According to a survey conducted by the Employee Benefit Research Institute in 2013, 52% of all workers reported they were “not too” or “not at all” confident they would have enough money to pay for their medical expenses in retirement. The other 48% said they were “very” or “somewhat” confident they could pay the cost.  Regardless of whether you’re confident or not, it’s important to have an idea about how much healthcare may cost in retirement. By putting the costs in better perspective, you might be able to better understand what you can pay for and what you can’t.

A retired household faces three types of health-care expenses:

1. A household may have the expense of premiums for Medicare Part B (which covers physician and outpatient services) and Part D (which covers drug-related expenses). Typically, Part B and Part D are taken out of a person’s Social Security check before it mailed, so the premium cost is often overlooked by retirement-minded individuals.

2. The household should expect to pay for co-payments related to Medicare-covered services that are not paid by Medigap or other health insurance.

3. The retired household should expect to pay for dental care, eyeglasses, and hearing aids, which are typically not covered by Medicare or other insurance programs.

jason peplinski fp wealth management lincoln nebraskaJason Peplinski of FP Wealth Management offers the following advice on preparing for healthcare costs in retirement, including when to start taking social security:

“The Social Security program allows you to start receiving benefits as soon as you reach 62.  The question is, ‘should you?’  Monthly payments differ substantially depending on when you start receiving benefits. The longer you wait (up to age 70), the larger each monthly check will be. The sooner you start receiving benefits, the smaller the check.

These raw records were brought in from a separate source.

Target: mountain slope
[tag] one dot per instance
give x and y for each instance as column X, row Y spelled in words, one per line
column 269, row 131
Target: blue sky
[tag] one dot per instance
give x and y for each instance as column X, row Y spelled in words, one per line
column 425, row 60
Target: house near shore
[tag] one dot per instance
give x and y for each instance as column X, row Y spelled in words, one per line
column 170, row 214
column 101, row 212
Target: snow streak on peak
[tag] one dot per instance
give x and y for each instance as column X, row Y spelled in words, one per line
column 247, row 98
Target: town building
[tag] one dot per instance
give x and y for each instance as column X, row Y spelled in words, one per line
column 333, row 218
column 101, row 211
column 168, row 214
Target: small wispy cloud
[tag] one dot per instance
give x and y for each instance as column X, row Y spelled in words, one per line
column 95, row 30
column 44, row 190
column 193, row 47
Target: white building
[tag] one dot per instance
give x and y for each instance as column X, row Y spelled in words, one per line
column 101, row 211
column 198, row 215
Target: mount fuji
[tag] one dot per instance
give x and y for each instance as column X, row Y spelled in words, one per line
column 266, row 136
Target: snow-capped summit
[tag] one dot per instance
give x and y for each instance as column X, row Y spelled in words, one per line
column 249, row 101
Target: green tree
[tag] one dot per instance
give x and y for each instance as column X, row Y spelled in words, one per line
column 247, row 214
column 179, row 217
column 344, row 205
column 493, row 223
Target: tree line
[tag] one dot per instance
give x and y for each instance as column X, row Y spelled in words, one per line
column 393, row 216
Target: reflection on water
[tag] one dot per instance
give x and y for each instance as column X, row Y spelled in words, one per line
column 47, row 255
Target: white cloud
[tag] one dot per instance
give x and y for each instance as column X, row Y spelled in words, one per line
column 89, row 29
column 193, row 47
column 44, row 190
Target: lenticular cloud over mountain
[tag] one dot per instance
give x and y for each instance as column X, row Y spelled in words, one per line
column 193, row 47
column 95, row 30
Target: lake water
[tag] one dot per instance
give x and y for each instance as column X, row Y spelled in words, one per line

From the Social Security Administration’s point of view, it’s simple: If a person lives to the average life expectancy, the person will eventually receive roughly the same amount in lifetime benefits no matter when he or she chooses to start receiving them. In actual practice, it’s not quite that straightforward, but the principle holds.

The key phrase is “if the person lives to average life expectancy.” If a person exceeds the average life expectancy, and has opted to wait to receive benefits, he or she will start to accumulate more from Social Security.

There is no single “right” answer to the question of when to start benefits. Many base their decision on family considerations, economic circumstances, and personal preferences.

If you have a spouse, the decision about when to start benefits gets more complicated—particularly if one person’s earnings were considerably higher than the other’s. The timing of spousal benefits should be factored into a decision.  A typical married couple, age 65, can expect these health-care expenses to add up to $197,000 over their lifetime, according to a study by the Center for Retirement Research. The study also concluded that there is 5% risk these costs will exceed $311,000.  If nursing home costs are included, the uninsured health costs for a typical couple jumps to $260,000, with a 5% risk of it exceeding $570,000.

Should you expect to pay this amount? Possibly. Seeing the results of one study may help you make some critical decisions when creating a strategy for retirement. Without a solid approach, health-care expenses may add up quickly and alter your retirement spending.

When considering at what age to start Social Security benefits, it may be a good idea to review all the assets you have gathered for retirement. Some may want the money sooner based on how assets are positioned, while others may benefit by waiting. So as you near a decision point, it may be best to consider all your options before moving forward.”

Life, by nature, is incredibly unpredictable; but luckily some of the major, and best, things in life are those that can be planned for in advance.  Furthermore, you never have to go it alone as there are many local businesses and professionals that would be more than happy to help you navigate through each milestone so that you can fully enjoy what the future holds.